Of course, adoption agencies support the bill. Each adoption brings tens of thousands dollars to the agencies, and now they will have new clients. Middle Eastern wars like the Syrian civil war encouraged by France will provide the desired orphans. Or not necessarily orphans: there was a famous scandal when the agencies imported children for adoption from war-savaged Darfur. The children were stolen or bought from their parents. Some of them allegedly ended up in the organ transplantation clinics.
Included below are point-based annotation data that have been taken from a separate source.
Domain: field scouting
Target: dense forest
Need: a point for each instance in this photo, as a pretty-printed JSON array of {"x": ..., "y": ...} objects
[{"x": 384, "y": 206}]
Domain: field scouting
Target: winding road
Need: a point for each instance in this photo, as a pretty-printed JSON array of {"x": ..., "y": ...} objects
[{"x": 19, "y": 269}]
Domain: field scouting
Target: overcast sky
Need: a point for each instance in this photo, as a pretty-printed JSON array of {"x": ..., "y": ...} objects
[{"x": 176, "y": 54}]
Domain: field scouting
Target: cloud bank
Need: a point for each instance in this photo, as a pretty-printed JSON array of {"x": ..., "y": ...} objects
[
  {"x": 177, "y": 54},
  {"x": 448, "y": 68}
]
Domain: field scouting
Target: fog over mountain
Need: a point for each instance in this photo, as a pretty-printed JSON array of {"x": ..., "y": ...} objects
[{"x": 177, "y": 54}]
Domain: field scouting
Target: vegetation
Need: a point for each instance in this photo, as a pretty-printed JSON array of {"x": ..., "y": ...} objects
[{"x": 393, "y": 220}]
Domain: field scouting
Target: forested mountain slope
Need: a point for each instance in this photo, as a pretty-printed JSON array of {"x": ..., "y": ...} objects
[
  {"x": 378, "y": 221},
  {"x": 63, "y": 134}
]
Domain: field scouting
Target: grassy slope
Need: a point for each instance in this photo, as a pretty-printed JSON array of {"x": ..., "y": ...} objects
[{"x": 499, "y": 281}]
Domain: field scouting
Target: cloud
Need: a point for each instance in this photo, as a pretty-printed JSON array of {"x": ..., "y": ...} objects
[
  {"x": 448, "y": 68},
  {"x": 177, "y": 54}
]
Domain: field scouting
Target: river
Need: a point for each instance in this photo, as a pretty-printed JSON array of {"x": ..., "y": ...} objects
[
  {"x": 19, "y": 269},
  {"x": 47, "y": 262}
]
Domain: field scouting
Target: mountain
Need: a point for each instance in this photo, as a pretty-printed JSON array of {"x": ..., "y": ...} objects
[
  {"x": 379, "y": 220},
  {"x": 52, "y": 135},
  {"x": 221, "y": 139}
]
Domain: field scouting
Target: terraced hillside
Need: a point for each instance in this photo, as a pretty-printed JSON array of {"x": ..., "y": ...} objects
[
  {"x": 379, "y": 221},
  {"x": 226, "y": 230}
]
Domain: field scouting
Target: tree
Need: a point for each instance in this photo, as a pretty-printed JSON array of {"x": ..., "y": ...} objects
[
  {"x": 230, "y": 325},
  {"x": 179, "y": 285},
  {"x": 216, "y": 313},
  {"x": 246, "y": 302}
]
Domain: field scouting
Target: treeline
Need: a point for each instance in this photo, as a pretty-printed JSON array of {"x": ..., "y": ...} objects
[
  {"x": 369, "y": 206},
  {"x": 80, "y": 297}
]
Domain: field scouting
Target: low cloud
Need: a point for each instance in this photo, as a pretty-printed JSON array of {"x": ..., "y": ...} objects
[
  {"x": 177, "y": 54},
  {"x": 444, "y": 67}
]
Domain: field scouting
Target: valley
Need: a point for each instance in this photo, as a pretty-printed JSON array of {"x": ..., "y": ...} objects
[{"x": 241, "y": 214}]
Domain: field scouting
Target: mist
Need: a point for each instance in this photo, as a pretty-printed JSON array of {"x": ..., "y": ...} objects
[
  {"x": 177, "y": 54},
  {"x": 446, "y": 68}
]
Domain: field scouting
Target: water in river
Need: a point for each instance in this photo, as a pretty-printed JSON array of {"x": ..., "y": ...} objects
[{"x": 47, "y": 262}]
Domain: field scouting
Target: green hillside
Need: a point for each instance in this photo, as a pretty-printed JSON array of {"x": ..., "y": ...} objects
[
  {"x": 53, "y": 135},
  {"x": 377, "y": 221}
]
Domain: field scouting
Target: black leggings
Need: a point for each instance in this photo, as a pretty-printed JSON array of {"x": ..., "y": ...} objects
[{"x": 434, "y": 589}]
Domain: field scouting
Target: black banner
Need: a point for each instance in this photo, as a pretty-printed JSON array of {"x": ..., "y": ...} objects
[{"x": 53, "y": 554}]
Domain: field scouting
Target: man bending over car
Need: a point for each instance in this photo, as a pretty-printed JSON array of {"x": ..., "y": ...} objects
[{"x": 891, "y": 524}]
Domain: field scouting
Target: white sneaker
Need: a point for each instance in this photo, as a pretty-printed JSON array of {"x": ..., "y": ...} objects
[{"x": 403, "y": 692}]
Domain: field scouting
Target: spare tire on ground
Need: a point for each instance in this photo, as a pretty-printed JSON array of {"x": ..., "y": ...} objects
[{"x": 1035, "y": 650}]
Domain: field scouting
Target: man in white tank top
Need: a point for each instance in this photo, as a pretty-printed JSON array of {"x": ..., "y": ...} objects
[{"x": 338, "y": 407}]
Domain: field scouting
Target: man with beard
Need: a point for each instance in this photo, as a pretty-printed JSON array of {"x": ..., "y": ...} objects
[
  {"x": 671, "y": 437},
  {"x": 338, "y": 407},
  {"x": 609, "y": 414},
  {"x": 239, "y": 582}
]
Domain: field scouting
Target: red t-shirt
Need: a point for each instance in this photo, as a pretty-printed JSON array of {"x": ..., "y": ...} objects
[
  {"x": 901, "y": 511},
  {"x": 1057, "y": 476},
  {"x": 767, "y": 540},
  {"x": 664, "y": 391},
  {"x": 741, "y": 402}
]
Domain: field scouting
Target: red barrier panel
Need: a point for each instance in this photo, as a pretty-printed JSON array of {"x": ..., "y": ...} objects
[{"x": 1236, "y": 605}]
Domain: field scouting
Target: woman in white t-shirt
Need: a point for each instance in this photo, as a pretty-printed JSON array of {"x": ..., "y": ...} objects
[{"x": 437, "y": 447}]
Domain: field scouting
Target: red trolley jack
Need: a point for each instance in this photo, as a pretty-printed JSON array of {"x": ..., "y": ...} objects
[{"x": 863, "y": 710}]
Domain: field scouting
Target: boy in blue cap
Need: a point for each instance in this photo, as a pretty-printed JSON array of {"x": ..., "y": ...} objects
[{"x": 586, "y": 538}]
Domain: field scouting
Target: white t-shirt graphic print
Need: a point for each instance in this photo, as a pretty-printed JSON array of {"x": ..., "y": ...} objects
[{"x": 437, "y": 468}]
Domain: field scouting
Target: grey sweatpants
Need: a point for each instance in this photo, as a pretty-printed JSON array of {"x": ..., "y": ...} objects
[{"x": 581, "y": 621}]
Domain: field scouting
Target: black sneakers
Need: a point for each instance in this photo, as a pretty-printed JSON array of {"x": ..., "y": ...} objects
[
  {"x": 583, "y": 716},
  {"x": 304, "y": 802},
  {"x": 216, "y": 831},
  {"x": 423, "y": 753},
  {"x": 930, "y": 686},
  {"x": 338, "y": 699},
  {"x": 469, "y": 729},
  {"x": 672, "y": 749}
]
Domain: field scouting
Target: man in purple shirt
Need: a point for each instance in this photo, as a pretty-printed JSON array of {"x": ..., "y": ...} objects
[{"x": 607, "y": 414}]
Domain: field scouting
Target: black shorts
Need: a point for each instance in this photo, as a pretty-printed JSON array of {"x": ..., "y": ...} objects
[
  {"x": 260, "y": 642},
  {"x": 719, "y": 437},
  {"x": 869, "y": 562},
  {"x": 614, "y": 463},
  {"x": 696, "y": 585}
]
The new bill will boost the intermediaries who supply surrogate mothers from the former colonies and poor Third World countries; the courts enforce the contacts so these women will have to part with their babies whether they want it or not. Indeed the new neoliberal law restores slave trade to the position it lost in 19th century. Moreover, bearing in mind the opening for transplantation, it can restart a neo-cannibalism, too.

Europe is in bad shape. This year I surfed on the crest of early spring through many small towns and villages of France, Italy, Spain; the old continent is dying out. The houses stay empty and boarded up; only tourists and immigrants remain at large. The big cities are overcrowded, the rest is dead, as if the dreadful prophecy of Iliya Ehrenburg (detailed in his 1920s novel DE Trust) that big money will destroy Europe, came true. The good old Europe was destroyed by combination of Right and Left policies. Thatcher (and her counterparts in European countries) eliminated the working class, industry, education; shifted incomes from ordinary people to the rich; afterwards, came Blair (and his counterparts elsewhere) and completed the job, by destroying the family and planting his surveillance cameras on every courtyard. The right created debts, the left came to collect and pay the bankers.